Citation: Bulletin of the American Meteorological Society 104, 9; 10.1175/BAMS-D-22-0188.1

Assessing post-fire debris-flow hazards

The threat to life and property downstream from burned areas increases as the likelihood and volume of PFDFs increases; larger volume PFDFs can inundate greater areas (Scheidl and Rickenmann 2010; Barnhart et al. 2021). PFDFs vary in magnitude and impacts, from those with negligible or minimal impacts to catastrophic events (Fig. 1). Rainfall intensity–duration thresholds are commonly used following wildfire to assess the potential for PFDFs in response to design or forecast rainstorms (NOAA-USGS Debris Flow Task Force 2005; Cannon et al. 2008).
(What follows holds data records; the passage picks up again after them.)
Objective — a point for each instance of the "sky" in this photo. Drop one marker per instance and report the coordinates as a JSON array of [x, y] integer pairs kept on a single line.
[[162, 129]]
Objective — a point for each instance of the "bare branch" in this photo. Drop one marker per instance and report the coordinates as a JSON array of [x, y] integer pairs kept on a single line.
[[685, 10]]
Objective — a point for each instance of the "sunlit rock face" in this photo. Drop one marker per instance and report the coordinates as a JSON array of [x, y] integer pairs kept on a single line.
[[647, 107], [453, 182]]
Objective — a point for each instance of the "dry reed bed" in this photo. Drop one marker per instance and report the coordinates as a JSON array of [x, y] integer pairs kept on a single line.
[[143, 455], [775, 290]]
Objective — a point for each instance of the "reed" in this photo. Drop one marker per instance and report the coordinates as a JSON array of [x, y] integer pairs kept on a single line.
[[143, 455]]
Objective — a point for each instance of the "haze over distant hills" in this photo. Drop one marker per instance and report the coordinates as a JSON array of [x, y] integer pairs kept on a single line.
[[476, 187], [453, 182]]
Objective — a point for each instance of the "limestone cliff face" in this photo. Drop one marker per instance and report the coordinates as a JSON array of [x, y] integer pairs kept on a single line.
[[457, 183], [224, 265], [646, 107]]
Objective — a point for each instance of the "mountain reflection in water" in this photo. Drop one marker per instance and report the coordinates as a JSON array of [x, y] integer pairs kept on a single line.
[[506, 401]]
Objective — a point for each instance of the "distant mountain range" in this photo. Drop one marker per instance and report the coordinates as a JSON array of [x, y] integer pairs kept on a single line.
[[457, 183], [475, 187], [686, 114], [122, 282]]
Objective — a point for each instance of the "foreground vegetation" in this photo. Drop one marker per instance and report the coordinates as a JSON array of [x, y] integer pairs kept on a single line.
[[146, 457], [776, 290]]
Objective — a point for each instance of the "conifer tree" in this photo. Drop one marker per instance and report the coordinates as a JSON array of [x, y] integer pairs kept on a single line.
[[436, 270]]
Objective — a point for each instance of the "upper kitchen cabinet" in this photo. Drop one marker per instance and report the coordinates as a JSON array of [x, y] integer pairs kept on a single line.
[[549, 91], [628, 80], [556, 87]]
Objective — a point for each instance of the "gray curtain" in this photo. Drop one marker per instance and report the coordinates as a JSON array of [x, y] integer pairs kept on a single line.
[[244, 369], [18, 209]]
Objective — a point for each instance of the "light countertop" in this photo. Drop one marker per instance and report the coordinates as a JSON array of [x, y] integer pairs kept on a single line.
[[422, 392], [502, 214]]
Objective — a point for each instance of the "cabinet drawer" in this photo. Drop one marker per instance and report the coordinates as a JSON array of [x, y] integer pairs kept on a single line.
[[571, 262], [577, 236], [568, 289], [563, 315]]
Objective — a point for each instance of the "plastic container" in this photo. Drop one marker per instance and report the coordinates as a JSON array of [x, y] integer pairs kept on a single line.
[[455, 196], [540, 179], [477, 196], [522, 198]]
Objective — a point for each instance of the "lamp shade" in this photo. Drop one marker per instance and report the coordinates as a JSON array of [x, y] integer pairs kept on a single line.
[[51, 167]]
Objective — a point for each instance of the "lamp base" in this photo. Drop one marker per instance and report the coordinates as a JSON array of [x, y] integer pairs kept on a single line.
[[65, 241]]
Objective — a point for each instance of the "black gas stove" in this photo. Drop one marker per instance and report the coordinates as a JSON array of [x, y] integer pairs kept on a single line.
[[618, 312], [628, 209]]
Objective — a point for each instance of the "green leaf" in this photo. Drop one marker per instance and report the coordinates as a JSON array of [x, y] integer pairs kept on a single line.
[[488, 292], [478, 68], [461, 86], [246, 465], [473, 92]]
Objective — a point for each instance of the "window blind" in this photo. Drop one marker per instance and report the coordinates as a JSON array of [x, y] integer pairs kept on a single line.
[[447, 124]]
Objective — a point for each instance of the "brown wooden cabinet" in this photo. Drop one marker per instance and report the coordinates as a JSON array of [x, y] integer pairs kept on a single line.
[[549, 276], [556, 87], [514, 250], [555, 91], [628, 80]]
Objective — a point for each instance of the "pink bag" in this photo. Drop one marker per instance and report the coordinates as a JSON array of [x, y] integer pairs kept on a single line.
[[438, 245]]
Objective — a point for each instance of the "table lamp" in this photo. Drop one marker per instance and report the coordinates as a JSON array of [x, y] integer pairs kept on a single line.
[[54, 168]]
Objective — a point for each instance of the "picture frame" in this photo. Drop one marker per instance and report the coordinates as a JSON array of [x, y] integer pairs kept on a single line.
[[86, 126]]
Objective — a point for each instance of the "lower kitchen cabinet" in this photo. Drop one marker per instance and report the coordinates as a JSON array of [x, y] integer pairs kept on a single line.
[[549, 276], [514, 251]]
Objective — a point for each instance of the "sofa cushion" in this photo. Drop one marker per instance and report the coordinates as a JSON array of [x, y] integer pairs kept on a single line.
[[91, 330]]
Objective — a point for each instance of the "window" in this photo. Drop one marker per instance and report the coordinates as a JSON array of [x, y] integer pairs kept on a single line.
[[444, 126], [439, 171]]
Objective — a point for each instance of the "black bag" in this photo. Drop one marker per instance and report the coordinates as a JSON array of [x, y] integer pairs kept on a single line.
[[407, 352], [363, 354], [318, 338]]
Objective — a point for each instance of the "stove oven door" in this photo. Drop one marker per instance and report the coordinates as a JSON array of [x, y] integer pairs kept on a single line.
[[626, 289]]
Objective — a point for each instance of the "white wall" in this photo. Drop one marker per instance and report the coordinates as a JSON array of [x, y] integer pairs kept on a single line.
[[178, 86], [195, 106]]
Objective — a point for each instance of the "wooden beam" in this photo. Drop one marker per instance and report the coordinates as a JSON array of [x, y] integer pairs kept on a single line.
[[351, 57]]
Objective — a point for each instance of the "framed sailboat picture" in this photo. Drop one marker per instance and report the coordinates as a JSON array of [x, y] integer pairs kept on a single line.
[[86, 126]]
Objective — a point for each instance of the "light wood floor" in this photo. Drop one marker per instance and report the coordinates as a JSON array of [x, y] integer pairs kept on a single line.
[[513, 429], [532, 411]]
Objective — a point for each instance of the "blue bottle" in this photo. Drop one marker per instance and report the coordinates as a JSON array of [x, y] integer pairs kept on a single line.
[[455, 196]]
The M1 likelihood model proposed by Staley et al. (2017) provides estimates of PFDF likelihood at the small watershed (∼a few square kilometers) scale; referred to herein as “basins.” PFDF likelihood is based on the fraction of the basin area with slopes ≥ 23° with moderate or high soil burn severity (MH23) (Parson et al. 2010; Fig. A1 in the appendix), the basin-average difference normalized burn ratio (dNBR), a soil erodibility factor (KF), and the peak 15-min basin-average rainfall accumulated depth (R15) in millimeters. Basins are more likely to produce debris flows as MH23, dNBR, KF, or R15 increase. Therefore, even in the absence of a spatially variable rainfall field, PFDF likelihood varies throughout a burned area due to spatial variations in topography, burn severity, and soil erodibility. Accounting for anticipated spatial variations in rainfall intensity, however, would be particularly important because the model is more sensitive to changes in R15 relative to the other three input variables (Staley et al. 2017). Using the M1 likelihood model, a rainfall threshold can be defined for each basin in a burn area based on the R15 required for PFDF likelihood to exceed 50% (Staley et al. 2017).
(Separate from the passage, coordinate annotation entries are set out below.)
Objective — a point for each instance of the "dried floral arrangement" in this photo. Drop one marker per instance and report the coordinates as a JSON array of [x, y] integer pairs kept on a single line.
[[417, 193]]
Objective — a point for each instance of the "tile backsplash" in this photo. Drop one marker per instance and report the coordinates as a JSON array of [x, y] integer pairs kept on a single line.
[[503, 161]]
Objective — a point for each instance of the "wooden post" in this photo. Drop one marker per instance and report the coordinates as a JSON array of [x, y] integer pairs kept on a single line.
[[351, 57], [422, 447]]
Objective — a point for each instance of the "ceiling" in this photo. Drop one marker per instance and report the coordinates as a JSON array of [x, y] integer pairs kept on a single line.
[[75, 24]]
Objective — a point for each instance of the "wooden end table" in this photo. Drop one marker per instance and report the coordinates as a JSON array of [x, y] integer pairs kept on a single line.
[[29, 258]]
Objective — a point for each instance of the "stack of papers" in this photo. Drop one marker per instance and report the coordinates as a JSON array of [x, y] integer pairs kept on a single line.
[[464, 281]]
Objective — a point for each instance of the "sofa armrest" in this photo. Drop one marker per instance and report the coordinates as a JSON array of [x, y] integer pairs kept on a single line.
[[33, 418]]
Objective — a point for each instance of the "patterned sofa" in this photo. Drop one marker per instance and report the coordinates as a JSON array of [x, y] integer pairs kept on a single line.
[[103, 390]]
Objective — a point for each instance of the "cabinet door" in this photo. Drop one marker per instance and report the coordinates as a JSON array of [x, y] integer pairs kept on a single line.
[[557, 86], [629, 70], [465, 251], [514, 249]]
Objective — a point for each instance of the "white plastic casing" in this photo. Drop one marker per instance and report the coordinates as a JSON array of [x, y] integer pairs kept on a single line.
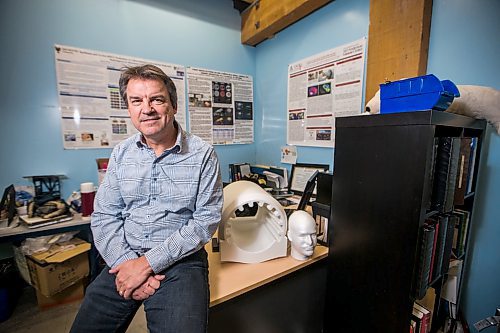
[[251, 239]]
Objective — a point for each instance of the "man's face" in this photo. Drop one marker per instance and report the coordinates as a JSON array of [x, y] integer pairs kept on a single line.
[[149, 108]]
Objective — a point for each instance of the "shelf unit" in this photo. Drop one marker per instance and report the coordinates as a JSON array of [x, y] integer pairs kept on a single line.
[[381, 188]]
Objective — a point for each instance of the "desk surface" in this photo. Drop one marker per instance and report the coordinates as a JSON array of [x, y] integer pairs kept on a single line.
[[229, 279]]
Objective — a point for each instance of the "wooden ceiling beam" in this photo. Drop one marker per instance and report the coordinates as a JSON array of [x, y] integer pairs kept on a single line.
[[264, 18]]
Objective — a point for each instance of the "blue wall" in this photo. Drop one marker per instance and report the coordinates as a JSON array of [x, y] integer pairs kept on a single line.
[[463, 47], [191, 33], [338, 23]]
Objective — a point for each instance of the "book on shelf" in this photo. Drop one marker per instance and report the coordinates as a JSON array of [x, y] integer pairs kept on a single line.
[[432, 171], [237, 171], [413, 326], [461, 230], [424, 262], [445, 174], [448, 244], [435, 225], [451, 286], [463, 171], [441, 234], [472, 164]]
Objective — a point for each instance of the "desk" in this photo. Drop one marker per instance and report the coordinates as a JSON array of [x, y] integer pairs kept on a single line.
[[279, 295]]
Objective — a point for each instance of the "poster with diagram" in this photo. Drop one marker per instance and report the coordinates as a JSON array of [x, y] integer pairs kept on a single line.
[[92, 111], [321, 88], [220, 106]]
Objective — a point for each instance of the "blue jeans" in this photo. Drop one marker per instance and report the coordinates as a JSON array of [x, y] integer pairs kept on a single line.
[[179, 305]]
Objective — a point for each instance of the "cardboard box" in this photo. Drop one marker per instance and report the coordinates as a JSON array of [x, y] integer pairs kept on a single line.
[[69, 295], [60, 267]]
The emergency assessment volume model proposed by Gartner et al. (2014) estimates PFDF volume based on basin relief, area burned at moderate-to-high severity, and the peak 15-min rainfall intensity (I15) in millimeters per hour. The I15 variable is simply the 15-min rainfall depth in millimeters (R15, described above) multiplied by 4 to provide a 15-min rainfall rate in millimeters per hour. There is a positive relationship between PFDF volume and each of the three predictor variables. We expect a positive relationship between debris-flow volume and area burned at moderate-to-high severity because these areas generally experience the most extreme reductions in vegetation cover and infiltration capacity, which increases the potential for erosion (Moody et al. 2013). Greater rainfall intensities are linked with enhanced runoff in small, recently burned basins, potentially mobilizing more sediment (Kean et al. 2011). Increases in PFDF volume with basin relief could be related to more energy being available for erosion processes (Gartner et al. 2014).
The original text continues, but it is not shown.